Monday, Aug. 25, 2003

Milestones

By Richard Lacayo, Elizabeth L. Bland, Lina Lofaro, Sora Song And Rebecca Winters

DIED. IDI AMIN, 80, utterly ruthless former dictator of Uganda; in Saudi Arabia, where he lived a life of luxury in exile with one of several wives and 22 of his children. During an eight-year reign that plunged a prosperous nation into desperate poverty, the onetime military boxing champ used slaughter as a form of statecraft. The son of a peasant farmer and a mother who practiced sorcery, the nearly illiterate Amin joined the British colonial army in 1946. Nine years after Uganda achieved independence in 1962, he led a successful coup, then embarked on murderous campaigns against political opponents and rival ethnic groups that left as many as 500,000 dead. He also expelled tens of thousands of Asian traders, depriving Uganda of much of its business class. Amin was ousted at last in April 1979, after Tanzanian troops, responding to a Ugandan invasion, entered the capital, Kampala, and forced him to flee. --By Richard Lacayo

DIED. GREGORY HINES, 57, modernizer of the ancient art of tap dancing; in Los Angeles. Like Sammy Davis Jr., he was a kid in a family song-and-dance act--Hines, Hines & Dad--and went on to star in a multitude of media: as singer (combining for duets with Luther Vandross), as movie star (swapping moves with Mikhail Baryshnikov in White Nights, cracking wise with Billy Crystal in Running Scared), as TV actor (playing '30s tap master Bill Robinson in Bojangles) and as Tony-winning Broadway headliner (in Jelly's Last Jam). His greatest gift, however, was in his feet, which hit the amplified floor like Chinese firecrackers, broke from standard 4/4 time into daring sprung rhythms and inspired Savion Glover and the new breed of hip-hop tappers.

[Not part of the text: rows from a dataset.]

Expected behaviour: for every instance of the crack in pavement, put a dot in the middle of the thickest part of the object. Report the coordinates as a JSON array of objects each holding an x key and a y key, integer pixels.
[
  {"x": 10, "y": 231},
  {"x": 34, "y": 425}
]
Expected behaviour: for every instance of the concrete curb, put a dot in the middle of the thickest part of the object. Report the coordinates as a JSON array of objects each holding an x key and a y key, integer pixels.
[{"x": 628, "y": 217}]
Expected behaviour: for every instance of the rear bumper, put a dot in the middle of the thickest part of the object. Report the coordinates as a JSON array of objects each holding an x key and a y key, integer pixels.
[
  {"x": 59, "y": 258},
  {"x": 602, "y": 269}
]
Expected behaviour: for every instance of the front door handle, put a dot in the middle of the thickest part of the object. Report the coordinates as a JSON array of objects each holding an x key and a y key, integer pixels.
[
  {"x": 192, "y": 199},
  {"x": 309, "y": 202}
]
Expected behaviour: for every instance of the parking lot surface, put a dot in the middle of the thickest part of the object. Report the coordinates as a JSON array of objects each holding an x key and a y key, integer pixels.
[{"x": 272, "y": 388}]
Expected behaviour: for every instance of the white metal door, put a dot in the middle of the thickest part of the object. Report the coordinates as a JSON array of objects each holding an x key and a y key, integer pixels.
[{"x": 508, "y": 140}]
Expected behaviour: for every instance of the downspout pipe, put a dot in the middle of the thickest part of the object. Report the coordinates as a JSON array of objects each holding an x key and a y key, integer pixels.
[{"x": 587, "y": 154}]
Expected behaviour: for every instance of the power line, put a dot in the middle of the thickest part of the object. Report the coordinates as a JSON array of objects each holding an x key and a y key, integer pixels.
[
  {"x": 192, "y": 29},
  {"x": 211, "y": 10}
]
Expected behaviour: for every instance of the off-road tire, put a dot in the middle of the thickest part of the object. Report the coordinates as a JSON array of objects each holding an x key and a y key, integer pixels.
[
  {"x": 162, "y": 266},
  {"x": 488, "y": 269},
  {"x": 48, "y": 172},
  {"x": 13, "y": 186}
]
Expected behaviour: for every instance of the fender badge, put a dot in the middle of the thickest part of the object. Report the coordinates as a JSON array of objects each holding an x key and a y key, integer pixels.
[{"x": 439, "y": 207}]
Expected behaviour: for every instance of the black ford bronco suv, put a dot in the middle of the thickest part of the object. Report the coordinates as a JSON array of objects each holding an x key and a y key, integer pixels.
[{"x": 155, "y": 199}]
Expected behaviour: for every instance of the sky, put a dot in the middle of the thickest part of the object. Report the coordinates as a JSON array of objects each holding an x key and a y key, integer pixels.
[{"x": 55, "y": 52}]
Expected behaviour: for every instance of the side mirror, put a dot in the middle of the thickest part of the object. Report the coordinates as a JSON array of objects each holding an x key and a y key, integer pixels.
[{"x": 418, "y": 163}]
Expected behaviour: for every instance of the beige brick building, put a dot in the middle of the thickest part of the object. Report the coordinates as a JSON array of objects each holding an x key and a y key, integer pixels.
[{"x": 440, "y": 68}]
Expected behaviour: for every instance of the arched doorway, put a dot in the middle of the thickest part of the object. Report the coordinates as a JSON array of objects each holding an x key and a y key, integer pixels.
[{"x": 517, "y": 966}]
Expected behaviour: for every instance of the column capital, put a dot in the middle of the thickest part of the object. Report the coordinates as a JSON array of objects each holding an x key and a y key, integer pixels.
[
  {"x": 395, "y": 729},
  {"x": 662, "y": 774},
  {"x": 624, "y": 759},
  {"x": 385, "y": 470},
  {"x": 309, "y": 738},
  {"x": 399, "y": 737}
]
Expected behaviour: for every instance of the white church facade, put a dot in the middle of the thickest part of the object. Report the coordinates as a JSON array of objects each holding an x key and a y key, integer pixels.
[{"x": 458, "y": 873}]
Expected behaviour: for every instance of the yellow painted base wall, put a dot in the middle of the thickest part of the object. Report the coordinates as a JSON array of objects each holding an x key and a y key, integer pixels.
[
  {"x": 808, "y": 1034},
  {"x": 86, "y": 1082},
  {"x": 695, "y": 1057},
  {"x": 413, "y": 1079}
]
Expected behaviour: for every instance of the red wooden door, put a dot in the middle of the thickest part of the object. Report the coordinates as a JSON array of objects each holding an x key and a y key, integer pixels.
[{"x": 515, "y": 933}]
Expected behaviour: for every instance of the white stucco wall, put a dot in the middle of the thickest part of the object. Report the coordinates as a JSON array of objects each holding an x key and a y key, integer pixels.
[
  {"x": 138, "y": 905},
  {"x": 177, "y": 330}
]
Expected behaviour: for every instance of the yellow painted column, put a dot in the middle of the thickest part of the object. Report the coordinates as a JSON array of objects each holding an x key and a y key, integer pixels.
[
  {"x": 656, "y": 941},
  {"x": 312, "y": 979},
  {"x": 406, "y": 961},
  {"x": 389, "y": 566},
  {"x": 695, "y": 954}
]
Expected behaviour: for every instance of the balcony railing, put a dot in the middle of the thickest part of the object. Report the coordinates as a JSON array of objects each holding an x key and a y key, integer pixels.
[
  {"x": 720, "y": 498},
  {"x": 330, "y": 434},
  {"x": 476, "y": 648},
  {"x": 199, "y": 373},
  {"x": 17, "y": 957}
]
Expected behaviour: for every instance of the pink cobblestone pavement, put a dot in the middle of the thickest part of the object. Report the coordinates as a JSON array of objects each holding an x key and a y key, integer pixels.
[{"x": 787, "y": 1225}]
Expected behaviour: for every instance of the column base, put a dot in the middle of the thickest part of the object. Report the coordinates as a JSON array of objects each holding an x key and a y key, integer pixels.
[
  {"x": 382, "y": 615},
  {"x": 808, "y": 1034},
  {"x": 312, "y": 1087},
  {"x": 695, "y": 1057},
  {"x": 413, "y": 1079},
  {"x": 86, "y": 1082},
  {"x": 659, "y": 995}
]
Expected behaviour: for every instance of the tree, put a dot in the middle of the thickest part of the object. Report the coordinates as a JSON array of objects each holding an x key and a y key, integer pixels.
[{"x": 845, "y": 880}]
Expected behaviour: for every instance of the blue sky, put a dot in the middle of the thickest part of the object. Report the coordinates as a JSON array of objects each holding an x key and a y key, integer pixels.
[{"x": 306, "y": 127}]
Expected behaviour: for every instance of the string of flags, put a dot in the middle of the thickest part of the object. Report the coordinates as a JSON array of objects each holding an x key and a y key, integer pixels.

DIED. HERB BROOKS, 66, who coached the most famous U.S. ice-hockey victory, the Miracle on Ice, at the 1980 Lake Placid, N.Y., Winter Olympics; in an auto accident, near Forest Lake, Minn. A hockey obsessive known for his strategic imagination and nose-to-nose motivation, he adapted Team U.S.A.'s training and tactics to the wide-open European-style game and convinced his team of amateurs that they were destined to beat the hockey powerhouse that was then the Soviet national team. They did, 4-3, in a game that instantly became famous. They next beat Finland to win the gold medal. He went on to coach four NHL teams, including the New York Rangers and Pittsburgh Penguins, and returned to the Olympics last year to coach Team U.S.A. to a silver medal.

DIED. LADY DIANA MOSLEY, 93, most scandalous and, some thought, most beautiful of the six famous Mitford sisters; in Paris. She left her first husband, heir to the Guinness brewing fortune, to run away with Sir Oswald Mosley, the widely hated head of Britain's fascist party. After spending some of the war years in a London prison, she and her husband moved to Paris, where she continued to dazzle her frequent guests and write rigorous book reviews. Of Hitler, she said, in 2000, "I was fond of him. Very, very fond."